The goal of the P1 HPC is to enable research (collaborations) as widely as possible within P1. However, the goal is not to support very large projects, as this would hinder the usability for other users (we would rather support 10 smaller projects, then 1 large one). In practical terms this means that for example training a large language or vision model from scratch is not the intended use-case.

Hierarchy of Compute Resources

Depending on what you are doing, you will need different levels of compute. The following table gives an overview of the different levels of compute and what they are suitable for.

Tier Organization level Description
4 Personal Personal laptop and/or desktop with either no GPUs or a single one. At this level compute is limited and mostly consist of code development and running experiment with small datasets and models.
3 Institute The next level is compute clusters containing either several smaller GPUs or a few larger once. Multiple experiments can be run in parallel and models can be parallelized over a few GPUs, but it is not feasible to train very large models from scratch. Expect limitations to wall time (a couple of days), storage (arund ½-1 TB) and number of nodes/GPUs used (around 2-16).
2 National Denmark does currently not have a national HPC center with GPUs. At this level multiple experiments can be run in parallel and models can be parallelized over a few GPUs, but it is not feasible to train very large models from scratch. Expect less restrictions to wall time (1-2 weeks), storage (arund 1-10 TB) and number of nodes/GPUs used (around 16-64).
1 European At this level it is feasible to train very large models from scratch. Getting access to this level of compute is usually done by applying for access to a European HPC center. Usually easy to get 8-16 GPU's, with possibliity to get up towards 500-800 GPU's depending on the project you are doing and the particular HPC center. Walltime is usually not restricted, instead limitations are set on total number of GPU hours used. See Karolina and Meluxina for examples of European HPC centers with GPUs.
0 Global The highest level of compute. Possibility to above 1000 GPU's and doing calculations at exoscale. Usually only available to large research projects and collaborations with industry. See LUMI for an example of a global HPC center with GPUs.

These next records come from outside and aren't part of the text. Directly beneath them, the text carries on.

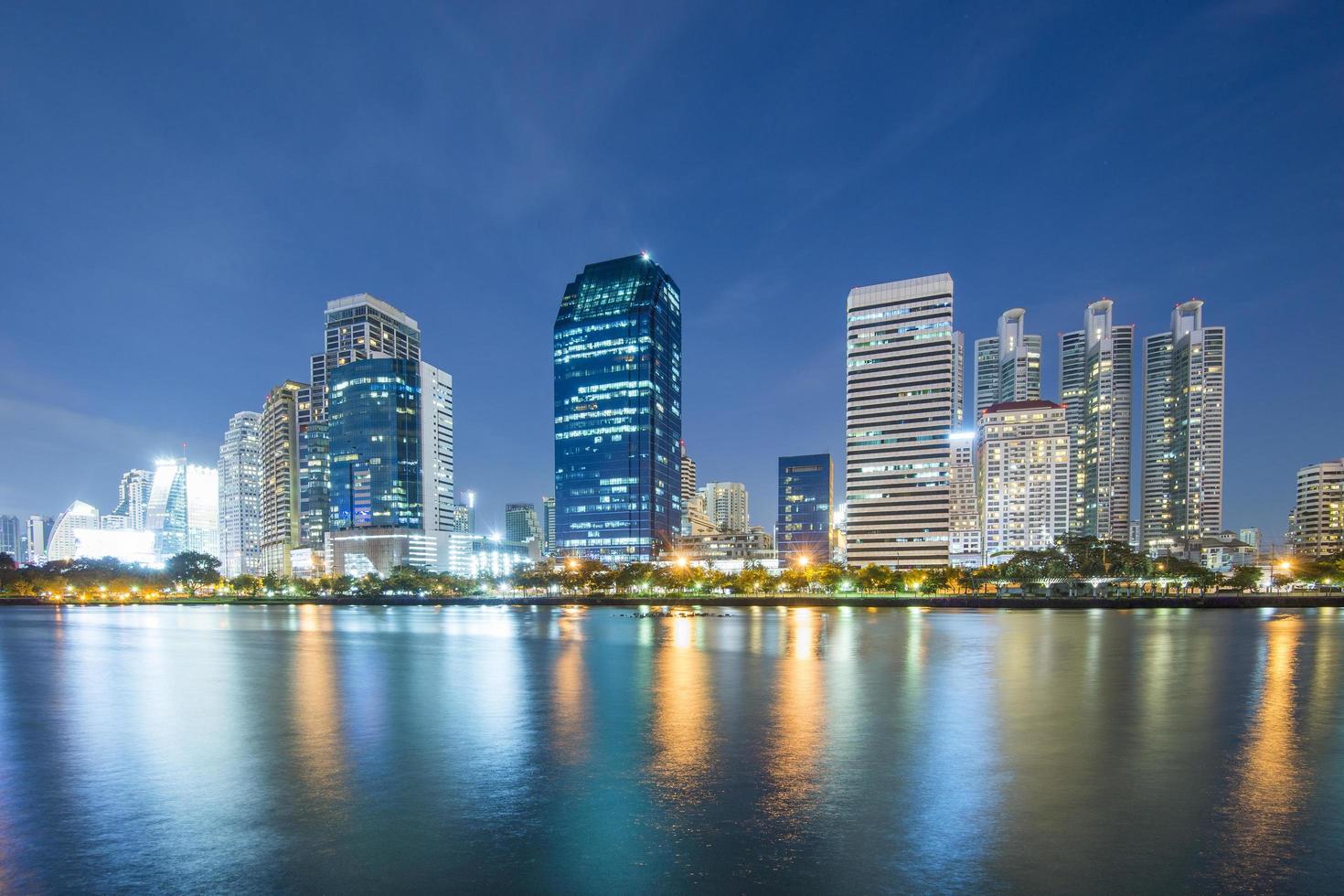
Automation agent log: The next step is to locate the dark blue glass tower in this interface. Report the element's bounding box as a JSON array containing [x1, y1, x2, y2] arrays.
[[326, 357, 425, 532], [774, 454, 835, 566], [555, 255, 681, 563]]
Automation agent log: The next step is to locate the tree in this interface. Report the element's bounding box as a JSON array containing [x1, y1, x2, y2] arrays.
[[164, 550, 219, 591]]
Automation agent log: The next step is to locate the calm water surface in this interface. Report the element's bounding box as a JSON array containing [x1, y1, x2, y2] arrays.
[[0, 606, 1344, 893]]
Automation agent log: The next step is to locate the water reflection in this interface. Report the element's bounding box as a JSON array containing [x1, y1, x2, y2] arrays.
[[1221, 615, 1307, 891], [644, 616, 717, 806]]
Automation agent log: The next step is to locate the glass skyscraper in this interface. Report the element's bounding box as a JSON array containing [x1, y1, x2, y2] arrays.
[[554, 254, 681, 563], [774, 454, 835, 566], [326, 357, 425, 532]]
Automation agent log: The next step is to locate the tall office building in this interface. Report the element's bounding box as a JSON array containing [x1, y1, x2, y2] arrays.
[[219, 411, 262, 578], [23, 513, 47, 566], [420, 361, 457, 532], [846, 274, 964, 568], [976, 400, 1069, 563], [947, 432, 992, 570], [112, 470, 155, 532], [0, 515, 23, 563], [554, 254, 681, 563], [1141, 298, 1227, 550], [261, 380, 308, 576], [47, 501, 98, 563], [976, 307, 1041, 416], [504, 504, 541, 546], [326, 357, 430, 576], [774, 454, 835, 566], [311, 293, 421, 421], [541, 497, 555, 555], [1059, 298, 1135, 543], [1285, 467, 1344, 558], [699, 482, 752, 532]]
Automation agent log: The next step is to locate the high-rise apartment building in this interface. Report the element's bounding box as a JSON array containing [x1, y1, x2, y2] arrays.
[[699, 482, 752, 532], [541, 497, 555, 555], [774, 454, 835, 566], [326, 357, 430, 575], [976, 307, 1041, 416], [311, 293, 421, 421], [23, 513, 47, 566], [218, 411, 263, 578], [47, 501, 98, 563], [1059, 298, 1135, 543], [846, 274, 964, 568], [1141, 298, 1227, 552], [261, 380, 309, 576], [504, 504, 541, 546], [976, 401, 1069, 563], [554, 254, 681, 563], [0, 513, 23, 563], [1285, 458, 1344, 558], [112, 470, 155, 532], [947, 432, 992, 570], [420, 361, 457, 532]]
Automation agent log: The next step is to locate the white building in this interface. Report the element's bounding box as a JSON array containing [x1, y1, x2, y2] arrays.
[[420, 361, 457, 532], [260, 380, 304, 576], [1290, 458, 1344, 558], [47, 501, 98, 563], [977, 401, 1069, 563], [846, 274, 964, 568], [1141, 298, 1227, 552], [976, 307, 1041, 416], [699, 482, 752, 532], [1059, 298, 1135, 543], [219, 411, 262, 578], [947, 432, 984, 570]]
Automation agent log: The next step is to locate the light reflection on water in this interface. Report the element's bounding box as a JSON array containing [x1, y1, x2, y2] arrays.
[[0, 604, 1344, 892]]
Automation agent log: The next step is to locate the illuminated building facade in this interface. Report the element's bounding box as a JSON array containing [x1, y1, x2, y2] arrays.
[[774, 454, 835, 566], [947, 432, 993, 570], [47, 501, 98, 563], [1141, 298, 1227, 553], [218, 411, 263, 578], [846, 274, 964, 570], [554, 255, 681, 563], [976, 401, 1069, 563], [261, 380, 309, 575], [976, 307, 1041, 416], [1059, 298, 1135, 543], [1285, 458, 1344, 558]]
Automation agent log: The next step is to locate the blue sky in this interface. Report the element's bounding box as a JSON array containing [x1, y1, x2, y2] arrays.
[[0, 0, 1344, 538]]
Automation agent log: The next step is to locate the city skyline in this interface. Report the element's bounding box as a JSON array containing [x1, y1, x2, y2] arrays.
[[0, 5, 1344, 541]]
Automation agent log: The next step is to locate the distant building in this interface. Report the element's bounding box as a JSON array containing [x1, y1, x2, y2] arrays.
[[504, 504, 541, 552], [774, 454, 835, 566], [0, 515, 23, 563], [47, 501, 98, 563], [23, 513, 47, 566], [218, 411, 262, 578], [261, 380, 312, 576], [541, 497, 555, 556], [700, 482, 752, 532], [947, 435, 993, 570], [1141, 300, 1227, 550], [676, 525, 775, 563], [326, 357, 430, 575], [112, 470, 155, 532], [976, 401, 1069, 563], [554, 254, 681, 563], [1290, 458, 1344, 558], [1059, 298, 1135, 541], [846, 274, 964, 568], [976, 307, 1041, 416]]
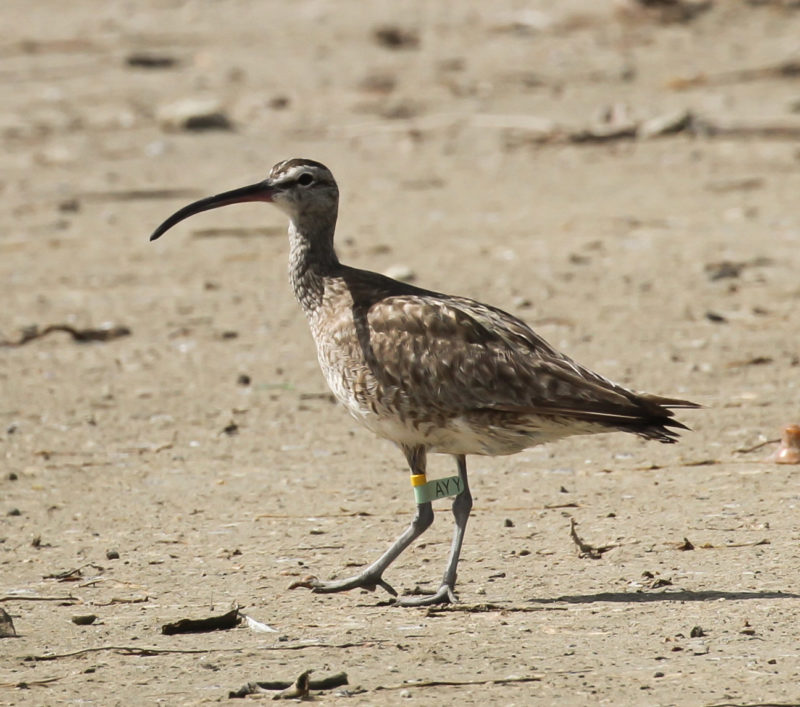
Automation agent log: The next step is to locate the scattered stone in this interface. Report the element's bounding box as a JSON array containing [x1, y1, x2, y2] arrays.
[[706, 311, 728, 324], [72, 614, 97, 626], [772, 425, 800, 464], [637, 108, 692, 139], [372, 25, 419, 49], [156, 98, 233, 131]]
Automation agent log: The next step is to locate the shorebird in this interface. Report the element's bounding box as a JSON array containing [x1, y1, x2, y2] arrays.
[[150, 159, 699, 606]]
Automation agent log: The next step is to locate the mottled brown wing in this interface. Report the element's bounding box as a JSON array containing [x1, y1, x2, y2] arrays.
[[367, 294, 643, 417]]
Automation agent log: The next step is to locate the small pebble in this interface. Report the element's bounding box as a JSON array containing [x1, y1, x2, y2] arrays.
[[72, 614, 97, 626]]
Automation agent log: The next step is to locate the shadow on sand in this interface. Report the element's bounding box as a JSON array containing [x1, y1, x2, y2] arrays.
[[528, 589, 800, 604]]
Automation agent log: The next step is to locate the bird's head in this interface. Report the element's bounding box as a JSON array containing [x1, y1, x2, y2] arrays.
[[150, 159, 339, 241]]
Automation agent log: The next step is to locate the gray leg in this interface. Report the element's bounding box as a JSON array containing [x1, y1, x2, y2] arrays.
[[302, 447, 438, 596], [397, 454, 472, 606]]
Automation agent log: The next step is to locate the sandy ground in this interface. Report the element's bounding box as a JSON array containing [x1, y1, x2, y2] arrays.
[[0, 0, 800, 705]]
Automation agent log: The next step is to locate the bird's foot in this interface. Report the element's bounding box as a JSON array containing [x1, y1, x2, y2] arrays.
[[395, 584, 458, 606], [289, 569, 397, 597]]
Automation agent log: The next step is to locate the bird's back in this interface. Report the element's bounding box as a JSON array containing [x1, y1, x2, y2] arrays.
[[309, 266, 697, 455]]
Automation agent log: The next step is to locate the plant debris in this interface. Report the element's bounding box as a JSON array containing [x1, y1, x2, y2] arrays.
[[569, 518, 616, 560], [161, 606, 242, 636], [0, 606, 17, 638], [0, 324, 131, 347]]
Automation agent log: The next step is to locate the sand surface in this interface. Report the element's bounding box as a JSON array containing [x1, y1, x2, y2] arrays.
[[0, 0, 800, 705]]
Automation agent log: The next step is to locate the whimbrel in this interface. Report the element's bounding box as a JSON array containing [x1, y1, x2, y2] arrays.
[[150, 159, 698, 606]]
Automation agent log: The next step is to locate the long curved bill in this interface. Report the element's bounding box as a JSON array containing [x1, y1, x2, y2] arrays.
[[150, 180, 275, 241]]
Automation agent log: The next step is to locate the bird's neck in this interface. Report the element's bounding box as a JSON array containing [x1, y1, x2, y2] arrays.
[[289, 217, 339, 314]]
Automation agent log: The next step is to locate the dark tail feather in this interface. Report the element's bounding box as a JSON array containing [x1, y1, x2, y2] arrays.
[[624, 393, 703, 444]]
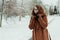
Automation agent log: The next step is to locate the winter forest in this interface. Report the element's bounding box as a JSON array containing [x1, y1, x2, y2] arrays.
[[0, 0, 60, 40]]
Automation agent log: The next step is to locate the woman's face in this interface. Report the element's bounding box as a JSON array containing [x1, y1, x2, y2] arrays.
[[34, 7, 38, 13]]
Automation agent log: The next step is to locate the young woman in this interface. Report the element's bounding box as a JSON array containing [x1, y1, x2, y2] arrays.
[[29, 5, 48, 40]]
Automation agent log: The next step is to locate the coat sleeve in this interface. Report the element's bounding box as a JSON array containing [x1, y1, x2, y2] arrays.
[[38, 15, 48, 29], [29, 17, 35, 29]]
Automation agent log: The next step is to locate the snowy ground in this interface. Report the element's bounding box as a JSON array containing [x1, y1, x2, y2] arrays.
[[0, 16, 60, 40]]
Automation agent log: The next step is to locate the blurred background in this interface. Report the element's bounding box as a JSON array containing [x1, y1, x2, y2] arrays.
[[0, 0, 60, 40]]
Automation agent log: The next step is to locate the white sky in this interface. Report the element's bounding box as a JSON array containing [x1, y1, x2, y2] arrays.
[[41, 0, 58, 5]]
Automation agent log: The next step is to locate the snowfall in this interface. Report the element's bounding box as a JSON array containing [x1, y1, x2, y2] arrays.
[[0, 15, 60, 40]]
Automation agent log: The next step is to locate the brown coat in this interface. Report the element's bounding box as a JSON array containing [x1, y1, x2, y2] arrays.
[[29, 5, 48, 40]]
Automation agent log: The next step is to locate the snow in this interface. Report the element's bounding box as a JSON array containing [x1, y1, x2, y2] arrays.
[[0, 15, 60, 40]]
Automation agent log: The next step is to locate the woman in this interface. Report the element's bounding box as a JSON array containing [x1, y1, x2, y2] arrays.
[[29, 5, 48, 40]]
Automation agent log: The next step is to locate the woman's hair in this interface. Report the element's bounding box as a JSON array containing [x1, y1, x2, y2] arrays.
[[32, 5, 45, 15]]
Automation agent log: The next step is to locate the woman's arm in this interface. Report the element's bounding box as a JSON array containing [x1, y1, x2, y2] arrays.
[[38, 14, 48, 29], [29, 16, 35, 29]]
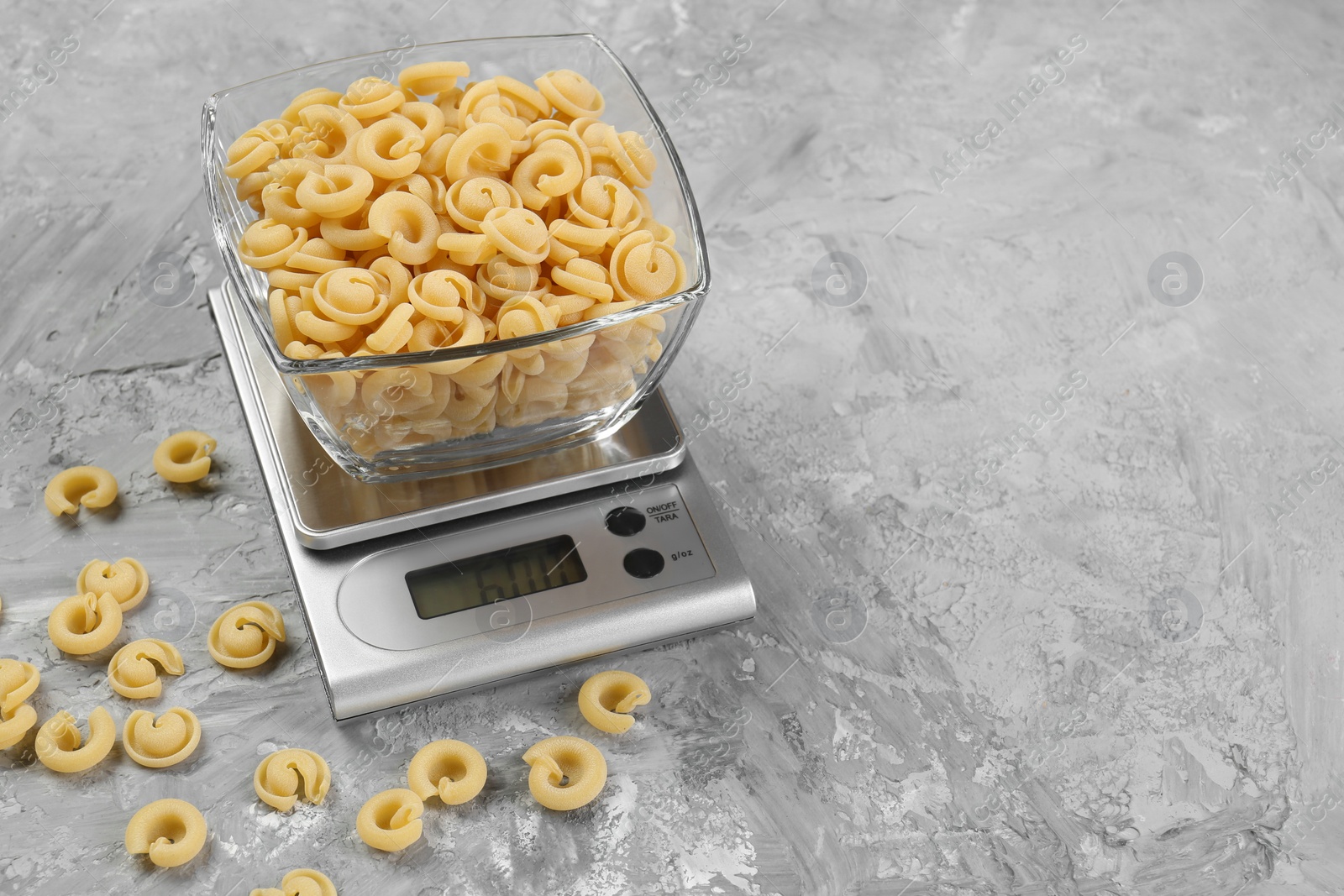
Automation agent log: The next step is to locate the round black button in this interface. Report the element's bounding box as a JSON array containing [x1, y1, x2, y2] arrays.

The P1 cluster sits at level 3 in the hierarchy. The current hardware configuration consists of 7 Lenovo ThinkSystem SR665 V3 servers, each with 2 AMD EPYC 9354 32-Core Processors, and 768GB of RAM. Each node is equipped with 2 NVIDIA H100 PCIe GPU cards, with 80 GB of memory each. The Operating System is Alma Linux (ver. 9.2), and the servers are under control of a scheduling environment (LSF), to manage the concurrent workload of several simultaneous users.

5 of the servers are available for batch jobs and in a queue named p1. 2 of the servers are reserved for interactive usage on a queue called p1i, and should be used for setting up the models, the computational environment, and for everything that needs interactive access.

The servers are connected to a 60TiB storage, accessible under /dtu/p1, this is reserved to P1 users.

Fair Use

The following rules are in place to ensure fair use of the P1 HPC:

  • maximum wall time: 72 hours
  • maximum amount of nodes/GPU's used: 50% of the available resources
  • 500 gb of storage (+30gb in home directory)

If you have a project that requires more resources than the above, please contact the governance group compute-governance-p1@aicentre.dk to discuss your needs.

Warning

The current P1 HPC cluster is only intended for non-GDPR data e.g. public datasets, open benchmarks, etc. To be more specific, you can still work on private datasets because your home directory is not shared with other users, but data is not encrypted in a way to be GDPR compliant. P1 is in the process of setting up a separate HPC for GDPR data.

Investing Your Compute Budget

If you have compute funding or are applying for compute funding, you are very welcome to contact P1's compute coordinator for a consultation.

Generally, P1 can help purchasing hardware for you if it is to be a part of P1's clusters. In this setup you would have priority access to the hardware that you purchase, but if it is unused other researchers at P1 can use it as well. Most HPC hardware has an expected utilization time of approximately 5 years.

An example of a compute budget expenditure - a researcher might have 400k DKK for non-GDPR computing. In that case P1 can purchase a 2xA100 node, with the researcher getting priority access. With the last 100k DKK, we recommend a diversification of the researchers compute portfolio. Using some of the 100k for personal computers with powerful GPU's and reserving a siginificant portion of funds for later. This could be for storage or cloud compute. Having the budget to spring for cloud compute if peak pressure on other computing resources makes training a model in time for a submission deadline infeasible can be necessary.